Bir Türkçe öğretmeninin gözünden SEN de OKU Koleksiyonu
Dilek Yardımcı, Türkçe öğretmeni, yazar
SEN de OKU kitaplarında davet var. Kitaplarla arası iyi olmayan, kitaplardan korkan çocuklara davet…
Sen kitabı bulmuyorsun. Kitap seni buluyor. Yıllardır hayal ettiğin, bulmayı dilediğin bir dost gibi seni çağırıyor. ”Hey, bende sana ait bir şey var,” diyor. Çocuklar kitabı eline alır almaz farkı hissediyor. Konular olağanüstü, resimler başka, yazılar başka, boşluklar bile başka. Bir kitabın içinde değil de bir oyun alanındaymış gibi hissediyor kendini çocuk. Yorulmuyor, bunalmıyor, her şeyden önemlisi korkmuyor. Aksine; düşünme, farklı yönleri görme, eğlenme fırsatı buluyor. Zekice cümlelerin sırrını keşfediyor. SEN de OKU kitapları, dünyasına aldığı çocuğa şunu vadediyor: Yalnız değilsin! Seni anlıyorum, bende kendini bulacaksın! Benimle kitapların dünyasına giriş yapacaksın. Ve bu dünyayı çok seveceksin.
Bütün bu cümleleri kurmamın nedeni elbette bu deneyimi disleksik bir öğrencimle yaşamam. Onu kitapların dünyasına çekmek için o kadar çok uğraştım ki… Çıkmaz bir sokağa mı girdim diye düşünürken SEN de OKU kitaplarının davetini gördüm. Bu davet çocuğuma ulaştı. Birlikte tam beş kitap okuduk. Zevkle, sıkılmadan, kitap mı okuduk sorusunu sormadan… Yemek yer gibi, bahçede koşar gibi, oyuncaklarıyla oynar gibi. Yani olması gerektiği gibi.
Bir yazarın gözünden SEN de OKU Koleksiyonu…
Mehmet Atilla, yazar
SEN de OKU koleksiyonu ile tanıştığımda öncelikle adı ilgimi çekmişti. Ortadaki ”de” bağlacının işlevi belliydi, seslenilen kitleye eşitlik sağlama kaygısının gözetildiği hemen göze çarpıyordu. Merak ettim, araştırdım, kime sesleniyordu bu kitaplar, hedef kitle neydi? Çok da yorulmadım, yayınevinin tanıtım yazıları merakımı kısa sürede giderdi.

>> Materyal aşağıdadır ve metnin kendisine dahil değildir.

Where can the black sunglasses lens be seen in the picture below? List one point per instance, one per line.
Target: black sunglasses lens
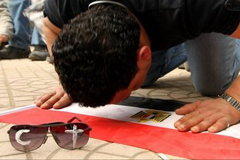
(27, 138)
(71, 136)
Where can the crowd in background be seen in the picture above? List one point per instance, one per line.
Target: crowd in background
(19, 38)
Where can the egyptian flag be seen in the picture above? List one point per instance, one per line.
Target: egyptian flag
(139, 122)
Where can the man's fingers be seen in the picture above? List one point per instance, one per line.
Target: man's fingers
(188, 108)
(206, 123)
(220, 124)
(63, 102)
(190, 120)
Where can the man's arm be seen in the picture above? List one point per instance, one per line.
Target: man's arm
(57, 98)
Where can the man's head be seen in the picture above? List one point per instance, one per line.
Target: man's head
(96, 55)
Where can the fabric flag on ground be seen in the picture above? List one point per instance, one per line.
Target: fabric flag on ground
(140, 127)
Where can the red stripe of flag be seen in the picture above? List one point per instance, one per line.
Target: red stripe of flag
(157, 139)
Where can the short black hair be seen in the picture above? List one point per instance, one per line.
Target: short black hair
(95, 54)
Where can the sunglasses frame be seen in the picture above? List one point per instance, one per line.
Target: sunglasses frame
(49, 129)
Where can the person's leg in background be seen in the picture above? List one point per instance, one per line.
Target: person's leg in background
(19, 45)
(164, 62)
(214, 62)
(40, 52)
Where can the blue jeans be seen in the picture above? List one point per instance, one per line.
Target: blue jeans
(214, 62)
(22, 30)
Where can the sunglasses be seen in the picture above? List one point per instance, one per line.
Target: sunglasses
(71, 135)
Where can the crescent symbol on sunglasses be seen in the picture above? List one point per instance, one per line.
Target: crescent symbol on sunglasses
(18, 136)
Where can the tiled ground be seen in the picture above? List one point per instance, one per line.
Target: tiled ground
(21, 81)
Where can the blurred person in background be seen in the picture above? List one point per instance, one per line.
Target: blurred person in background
(6, 24)
(19, 45)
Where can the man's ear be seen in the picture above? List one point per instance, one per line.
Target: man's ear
(144, 54)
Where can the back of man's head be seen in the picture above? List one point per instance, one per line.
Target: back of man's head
(95, 54)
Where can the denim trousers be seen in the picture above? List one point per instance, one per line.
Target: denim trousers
(214, 62)
(23, 35)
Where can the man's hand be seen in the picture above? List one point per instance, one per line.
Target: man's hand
(3, 38)
(212, 115)
(58, 98)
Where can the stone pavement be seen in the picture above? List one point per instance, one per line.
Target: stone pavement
(22, 81)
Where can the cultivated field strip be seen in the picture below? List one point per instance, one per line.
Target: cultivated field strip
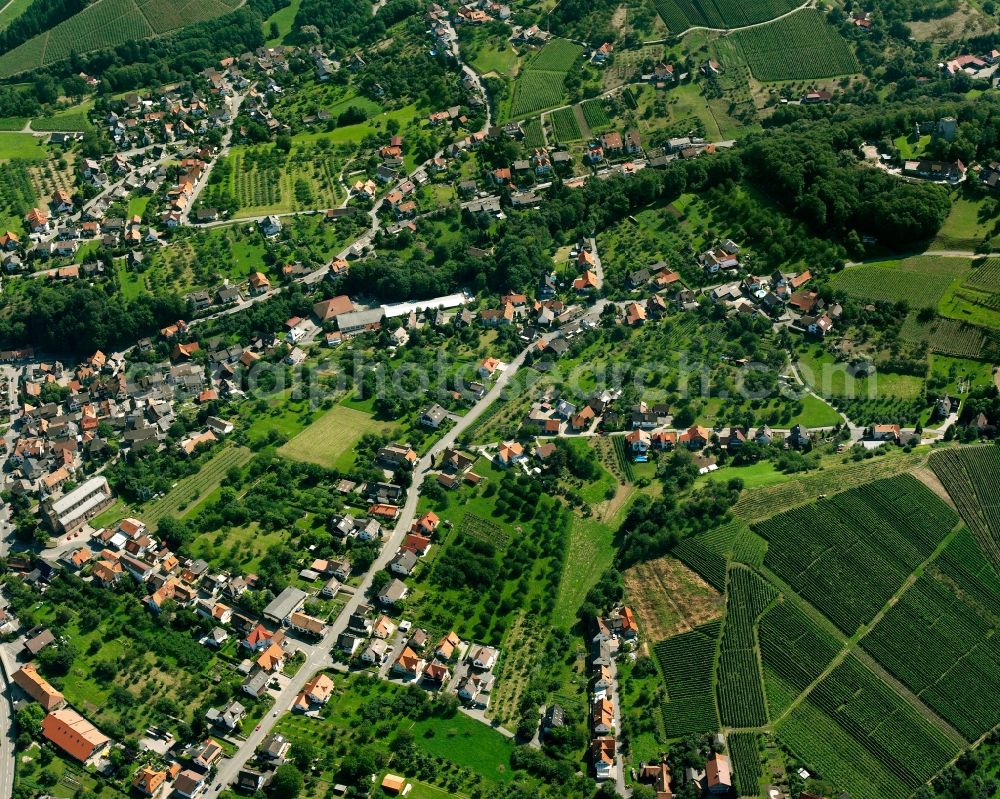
(687, 662)
(708, 553)
(679, 15)
(795, 649)
(741, 691)
(763, 503)
(939, 640)
(799, 47)
(872, 539)
(197, 486)
(541, 83)
(971, 476)
(745, 748)
(109, 23)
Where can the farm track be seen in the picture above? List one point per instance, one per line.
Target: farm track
(851, 646)
(805, 5)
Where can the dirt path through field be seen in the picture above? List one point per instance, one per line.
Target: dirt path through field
(668, 598)
(926, 476)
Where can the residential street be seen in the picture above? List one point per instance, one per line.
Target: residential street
(6, 729)
(234, 104)
(318, 655)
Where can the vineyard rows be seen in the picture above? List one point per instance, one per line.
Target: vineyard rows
(795, 648)
(741, 694)
(541, 83)
(564, 124)
(802, 46)
(484, 530)
(624, 459)
(17, 194)
(830, 750)
(678, 15)
(921, 282)
(535, 90)
(885, 724)
(596, 117)
(708, 553)
(749, 548)
(687, 663)
(533, 135)
(108, 23)
(873, 538)
(946, 336)
(938, 641)
(971, 477)
(985, 277)
(556, 56)
(745, 749)
(753, 506)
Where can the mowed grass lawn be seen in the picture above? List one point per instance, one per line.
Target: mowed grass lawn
(590, 552)
(920, 281)
(21, 145)
(964, 229)
(830, 378)
(331, 436)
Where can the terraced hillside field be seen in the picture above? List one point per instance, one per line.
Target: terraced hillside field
(108, 23)
(541, 83)
(882, 704)
(971, 476)
(801, 46)
(679, 15)
(919, 281)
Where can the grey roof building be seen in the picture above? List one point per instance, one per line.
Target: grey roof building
(285, 604)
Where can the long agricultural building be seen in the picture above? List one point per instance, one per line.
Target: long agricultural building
(69, 512)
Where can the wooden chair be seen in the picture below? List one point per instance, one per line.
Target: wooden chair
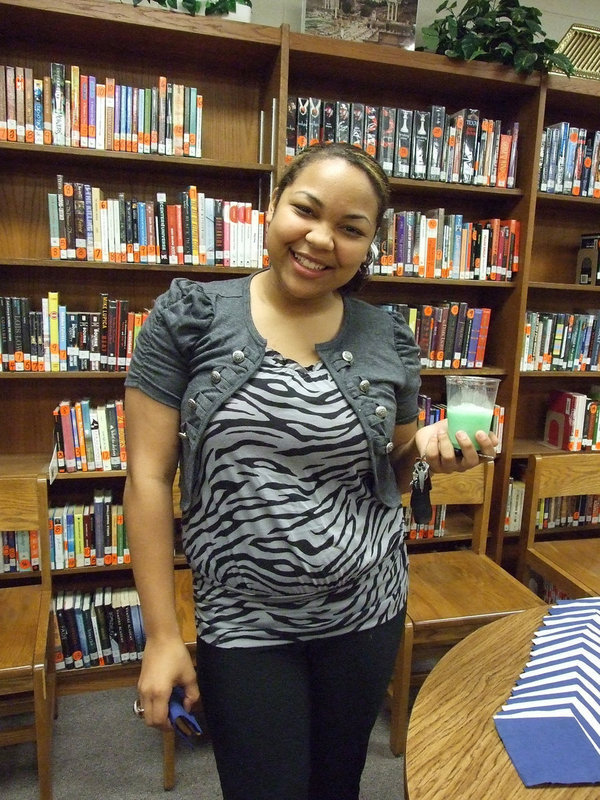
(27, 666)
(568, 559)
(451, 592)
(185, 615)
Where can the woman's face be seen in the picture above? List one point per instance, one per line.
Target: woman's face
(321, 228)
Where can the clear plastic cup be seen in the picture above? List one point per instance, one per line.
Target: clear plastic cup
(470, 404)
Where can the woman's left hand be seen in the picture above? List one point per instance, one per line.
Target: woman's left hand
(435, 445)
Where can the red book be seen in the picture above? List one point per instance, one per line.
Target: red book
(172, 233)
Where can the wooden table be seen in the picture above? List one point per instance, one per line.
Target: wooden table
(453, 751)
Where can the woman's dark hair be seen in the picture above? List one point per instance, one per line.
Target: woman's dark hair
(358, 158)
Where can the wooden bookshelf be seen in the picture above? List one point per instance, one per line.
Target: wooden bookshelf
(246, 72)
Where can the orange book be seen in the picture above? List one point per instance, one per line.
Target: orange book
(80, 436)
(34, 549)
(178, 118)
(109, 91)
(504, 148)
(2, 103)
(482, 337)
(75, 106)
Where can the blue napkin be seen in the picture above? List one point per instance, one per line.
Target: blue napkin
(550, 724)
(184, 723)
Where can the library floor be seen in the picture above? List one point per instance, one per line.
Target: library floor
(101, 750)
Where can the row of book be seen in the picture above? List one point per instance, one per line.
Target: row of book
(561, 341)
(433, 244)
(191, 229)
(55, 339)
(570, 160)
(550, 723)
(452, 335)
(572, 511)
(434, 528)
(99, 628)
(90, 437)
(568, 512)
(20, 551)
(572, 420)
(431, 144)
(70, 108)
(88, 535)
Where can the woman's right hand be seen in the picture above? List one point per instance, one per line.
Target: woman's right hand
(166, 663)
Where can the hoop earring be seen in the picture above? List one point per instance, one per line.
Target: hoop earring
(369, 259)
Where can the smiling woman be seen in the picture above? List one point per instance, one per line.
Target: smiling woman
(291, 408)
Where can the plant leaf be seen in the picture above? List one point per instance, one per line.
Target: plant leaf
(431, 38)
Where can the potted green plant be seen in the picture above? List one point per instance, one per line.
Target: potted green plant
(502, 31)
(234, 9)
(192, 7)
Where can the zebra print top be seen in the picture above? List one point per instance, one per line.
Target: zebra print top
(284, 535)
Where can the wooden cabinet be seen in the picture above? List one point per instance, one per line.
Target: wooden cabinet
(245, 73)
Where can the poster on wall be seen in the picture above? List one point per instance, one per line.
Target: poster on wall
(390, 22)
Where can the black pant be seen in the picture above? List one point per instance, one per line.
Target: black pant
(292, 722)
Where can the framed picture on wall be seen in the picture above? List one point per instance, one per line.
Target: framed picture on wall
(390, 22)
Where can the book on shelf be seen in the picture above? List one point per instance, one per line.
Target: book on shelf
(565, 417)
(97, 628)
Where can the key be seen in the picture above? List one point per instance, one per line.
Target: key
(420, 485)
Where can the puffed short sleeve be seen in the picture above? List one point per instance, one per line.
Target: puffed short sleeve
(407, 409)
(159, 364)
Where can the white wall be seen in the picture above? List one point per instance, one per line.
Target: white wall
(557, 15)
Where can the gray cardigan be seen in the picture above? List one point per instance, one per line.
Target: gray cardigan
(199, 345)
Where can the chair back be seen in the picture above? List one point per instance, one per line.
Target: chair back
(556, 475)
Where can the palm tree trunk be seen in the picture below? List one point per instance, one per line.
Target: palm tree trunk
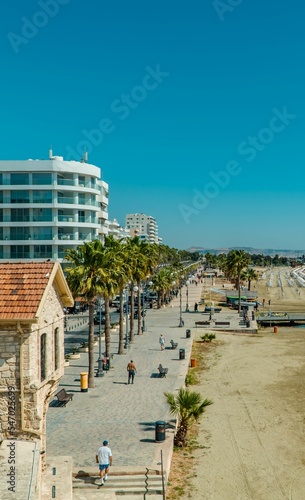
(91, 383)
(159, 299)
(181, 436)
(139, 307)
(131, 312)
(121, 332)
(107, 327)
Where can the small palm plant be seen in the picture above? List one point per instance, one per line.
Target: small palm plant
(186, 405)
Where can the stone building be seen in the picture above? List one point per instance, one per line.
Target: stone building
(32, 299)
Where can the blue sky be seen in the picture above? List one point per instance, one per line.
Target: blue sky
(198, 109)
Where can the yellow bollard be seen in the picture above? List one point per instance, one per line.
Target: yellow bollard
(84, 382)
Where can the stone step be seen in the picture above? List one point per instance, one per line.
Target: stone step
(120, 483)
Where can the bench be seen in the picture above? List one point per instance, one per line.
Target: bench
(64, 397)
(174, 344)
(162, 371)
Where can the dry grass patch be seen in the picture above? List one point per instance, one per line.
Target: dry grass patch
(183, 461)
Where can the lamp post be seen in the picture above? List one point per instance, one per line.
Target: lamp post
(180, 306)
(187, 296)
(126, 319)
(100, 371)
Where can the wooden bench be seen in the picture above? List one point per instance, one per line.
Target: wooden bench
(201, 323)
(162, 371)
(64, 397)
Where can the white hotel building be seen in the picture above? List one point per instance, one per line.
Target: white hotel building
(144, 226)
(49, 206)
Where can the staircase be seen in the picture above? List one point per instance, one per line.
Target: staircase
(125, 483)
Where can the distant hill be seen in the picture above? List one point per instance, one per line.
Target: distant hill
(266, 251)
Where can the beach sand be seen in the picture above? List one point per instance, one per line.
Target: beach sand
(253, 436)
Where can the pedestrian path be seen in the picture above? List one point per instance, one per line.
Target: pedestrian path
(126, 414)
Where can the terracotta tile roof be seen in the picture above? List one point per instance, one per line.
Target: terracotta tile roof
(22, 286)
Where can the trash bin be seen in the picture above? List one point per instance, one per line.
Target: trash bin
(106, 364)
(84, 382)
(160, 431)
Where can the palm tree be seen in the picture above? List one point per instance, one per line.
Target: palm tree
(117, 248)
(249, 275)
(186, 405)
(85, 278)
(161, 282)
(237, 260)
(130, 258)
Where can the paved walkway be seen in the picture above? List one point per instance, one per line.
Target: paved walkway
(125, 414)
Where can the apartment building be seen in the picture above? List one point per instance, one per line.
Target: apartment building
(144, 226)
(50, 206)
(117, 231)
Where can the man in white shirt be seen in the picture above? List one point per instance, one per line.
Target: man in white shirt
(104, 459)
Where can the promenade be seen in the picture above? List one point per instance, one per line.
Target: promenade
(126, 414)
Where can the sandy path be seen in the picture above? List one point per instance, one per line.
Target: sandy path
(255, 430)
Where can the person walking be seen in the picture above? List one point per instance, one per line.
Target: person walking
(162, 342)
(104, 459)
(131, 368)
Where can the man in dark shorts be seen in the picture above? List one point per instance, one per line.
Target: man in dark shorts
(131, 369)
(104, 459)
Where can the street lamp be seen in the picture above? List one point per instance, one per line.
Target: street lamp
(181, 322)
(126, 319)
(187, 296)
(100, 371)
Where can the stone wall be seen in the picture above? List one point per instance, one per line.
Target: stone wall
(30, 395)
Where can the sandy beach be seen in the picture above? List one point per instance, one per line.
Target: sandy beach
(253, 436)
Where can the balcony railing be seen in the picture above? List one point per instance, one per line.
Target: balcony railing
(66, 218)
(66, 182)
(66, 199)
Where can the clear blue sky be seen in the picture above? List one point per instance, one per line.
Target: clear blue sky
(183, 91)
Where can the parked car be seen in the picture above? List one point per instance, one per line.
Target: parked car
(98, 317)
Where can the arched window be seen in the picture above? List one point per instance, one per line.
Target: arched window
(43, 357)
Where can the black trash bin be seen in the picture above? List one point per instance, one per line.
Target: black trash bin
(160, 431)
(106, 364)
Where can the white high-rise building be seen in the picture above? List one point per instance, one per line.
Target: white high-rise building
(144, 226)
(49, 206)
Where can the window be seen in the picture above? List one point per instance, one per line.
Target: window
(20, 252)
(42, 196)
(56, 349)
(20, 215)
(20, 197)
(41, 178)
(43, 357)
(20, 233)
(20, 179)
(42, 215)
(42, 251)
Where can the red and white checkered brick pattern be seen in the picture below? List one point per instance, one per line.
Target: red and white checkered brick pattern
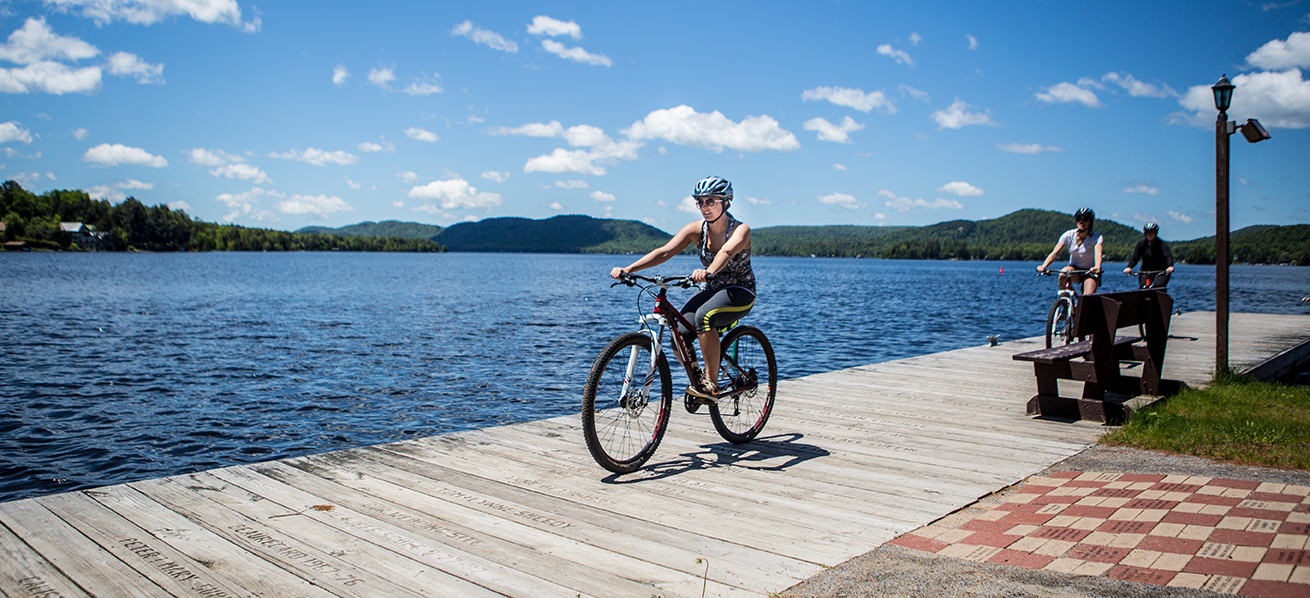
(1233, 537)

Değişik nedenler yüzünden okumaya isteksiz ya da okuma güçlüğü çeken çocuklar vardı bir köşede, ”onları da” edebiyatın büyülü dünyasına katmak isteyen özel bir çabayla karşı karşıyaydık. İnsan böyle durumlarda olan biteni bir daha sorguluyor. Katı bir gerçeklikle iç içe yaşıyorduk çünkü; bebeklik günlerinden başlayan görsel okuma deneyimleri, metin odaklı okumaların önüne geçmeye başlamıştı. Bunu en azından dengelemek için çocuk edebiyatına ayrı bir önem verilmesi gerektiği herkes tarafından paylaşılıyordu.
Bu bağlamda ”çocuğa görelik” ilkesi kendini iyice öne çıkarıyordu. SEN de OKU koleksiyonunun temel felsefesi de buydu işte; hedef kitleye ”göre” kitaplar yayımlamak. Konuyu anlamıştım. Sırada serinin kitaplarını okumak vardı. Yayımlanan ilk sekiz kitabı ardı ardına okudum, hem de soluksuz. Çeviri kitaplardı bunlar. Hepsi de çarpıcı konuları son derece yalın bir dille aktarmıştı. Üstelik tasarımları da alışılmadık ölçüde çekiciydi. İmrenmedim dersem yalan. Neyse ki bir süre sonra bu koleksiyona Türk yazarların da katılması kararlaştırıldı. Kendimi bir anda bu ekibin içinde buldum. Koordinatör ve editör arkadaşlarla oturup konuştuk; teknik bir çerçeve vardı elbette, ama metin anlamında alabildiğine özgür olmamızı sağladılar. Benim için son derece önemliydi bu. Çalışmaya başladım. Bir yandan da serinin çocuklar, anne babalar ve öğretmenler tarafından nasıl karşılandığını merak ediyordum. Gerek okullarda gerekse kitap fuarlarında edindiğim izlenim, umduğumun çok üstünde moral vericiydi. Amacına ulaşan bir eylemin parçası olduğunuzda sevincin yanı sıra gurur da duyuyorsunuz. Bu da arkanıza yaslanıp derin bir soluk almanızı ve yeni çalışmalar için enerji biriktirmenizi sağlıyor. Bende böyle oldu. Aynı enerjiyi çocuklara da iletmek için yayınevi hazır, yerli ya da yabancı yazarlar da… SEN de OKU derken herkes okusun diyoruz aslında.